I will be working on zp.owl in next days, as I think the current way of representation is not optimal.

bryanlaraway commented 9 years ago

This may overlap a little with #78 , but I'm working on modeling the stages of zebrafish development for this resource. So far I'm creating the following triples:

stage_id is an individual, has_label stage_name, has_type stage_obo_id (ZFS:1234567) stage_id uberon:existence_starts_at begin_hour_id stage_id uberon:existence_ends_at end_hour_id

To get the beginning and end hour IDs, I created IDs and added the hour to the graph as an individual of type UO:0000032 (hours), with a label reflecting the hours value and units.

I believe this is correct, but if anyone wants to chime in ( @mbrush ?) on whether I'm using the correct terms, that would be appreciated.

nlwashington commented 9 years ago

this should already be in the ontology, and shouldn't need to be built in our system. @cmungall can comment.

bryanlaraway commented 9 years ago

Ah, I see, so we only need a link between the ZFIN stage ID and the ZFS term ID, the rest will be taken care of by ZFS.

Likewise for anatomy with ZFA, just need to link the ZFA term ID to the starting and ending ZFIN stage IDs.

cmungall commented 9 years ago

No, everything is taken case of by ZFA/ZFS. Just focus on the phenotypes.

Looks like ZFS doesn't yet have timings in a computable form as we do for the mouse and human in https://github.com/obophenotype/developmental-stage-ontologies - I expect @ANiknejad and @ybradford may add these at some point, but we don't have an immediate use case for this in monarch yet

drseb commented 9 years ago

Please wait before using zp.owl. There is currently a bug in detecting the old zp-ids. (https://github.com/sba1/bio-ontology-zp/issues/7)

drseb commented 9 years ago

I think this bug is fixed now.
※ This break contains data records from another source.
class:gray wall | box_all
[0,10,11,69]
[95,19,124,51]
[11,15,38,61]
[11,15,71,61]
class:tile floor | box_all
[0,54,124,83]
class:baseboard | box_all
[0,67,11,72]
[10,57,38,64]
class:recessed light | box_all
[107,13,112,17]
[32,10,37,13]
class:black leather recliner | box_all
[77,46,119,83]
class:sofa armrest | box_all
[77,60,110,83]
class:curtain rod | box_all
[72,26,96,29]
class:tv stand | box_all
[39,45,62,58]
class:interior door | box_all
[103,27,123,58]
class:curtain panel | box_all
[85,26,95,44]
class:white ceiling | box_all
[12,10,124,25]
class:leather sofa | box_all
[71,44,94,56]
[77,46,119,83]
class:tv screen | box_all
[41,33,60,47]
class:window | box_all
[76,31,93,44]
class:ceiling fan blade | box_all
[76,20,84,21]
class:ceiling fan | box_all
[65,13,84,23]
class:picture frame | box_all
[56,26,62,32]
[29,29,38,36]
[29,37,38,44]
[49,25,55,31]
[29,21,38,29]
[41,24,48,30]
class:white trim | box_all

Please test before using the new zp.owl and zp.annot.

nlwashington commented 9 years ago

@mbrush if there is a large scale deletion, does it make sense to make a variant_loci? there is no locus at all...does it's absence count as a variation? i ask because we're trying to figure out if it makes sense to add a variant locus for deficiencies.

for example: Df(Chr23:acvr1ba,sp5l,wnt1,wnt10b)w5 is a deletion of the four genes listed. would we really create a variant locus for each one of those genes? or just add that the alteration is a sequence_variant_instance_of the gene without going through a variant_locus?

nlwashington commented 9 years ago

@cmungall @mellybelly how many identifiers might we want to mint? we need to make all sorts of parts of the zfin genotype partonomy, and each of the pieces could come with an identifier. i can materialize any/all/none of them. do you have a preference? these include:

effective genotype (including morphant+intrinsic) extrinsic genotype (all the morpholinos with their applied concentrations) the genomic variation complement variant loci targeted gene variants (like variant loci, but using morpholinos)

at first i was materializing them all with monarch identifiers. but now i was switching to BNodes. do you have a preference?

nlwashington commented 9 years ago

@drseb or @cmungall where do i get the new zp.annot? do i use output from a jenkins run as before? do i need to run the java commands myself?

drseb commented 9 years ago

I suggest to use the artifacts from here: http://compbio.charite.de/hudson/job/zp-owl/

Not sure if parallel pipelines exist?!

Sent from my mobile

On 12.05.2015, at 22:42, Nicole Washington notifications@github.com wrote:

@drseb or @cmungall where do i get the new zp.annot? do i use output from a jenkins run as before? do i need to run the java commands myself?

— Reply to this email directly or view it on GitHub.

nlwashington commented 9 years ago

@drseb there seem to be missing items in the zp.annot_sourceinfo mappings, reported here https://github.com/sba1/bio-ontology-zp/issues/8

nlwashington commented 9 years ago

~3K phenotype mappings still missing in https://github.com/sba1/bio-ontology-zp/issues/10

nlwashington commented 9 years ago

~250 still missing, reported in https://github.com/sba1/bio-ontology-zp/issues/11.

nlwashington commented 9 years ago

We are down to just a a few that are off... with all but one due to the use of "absent" instead of normal/abnormal in the qualifier column.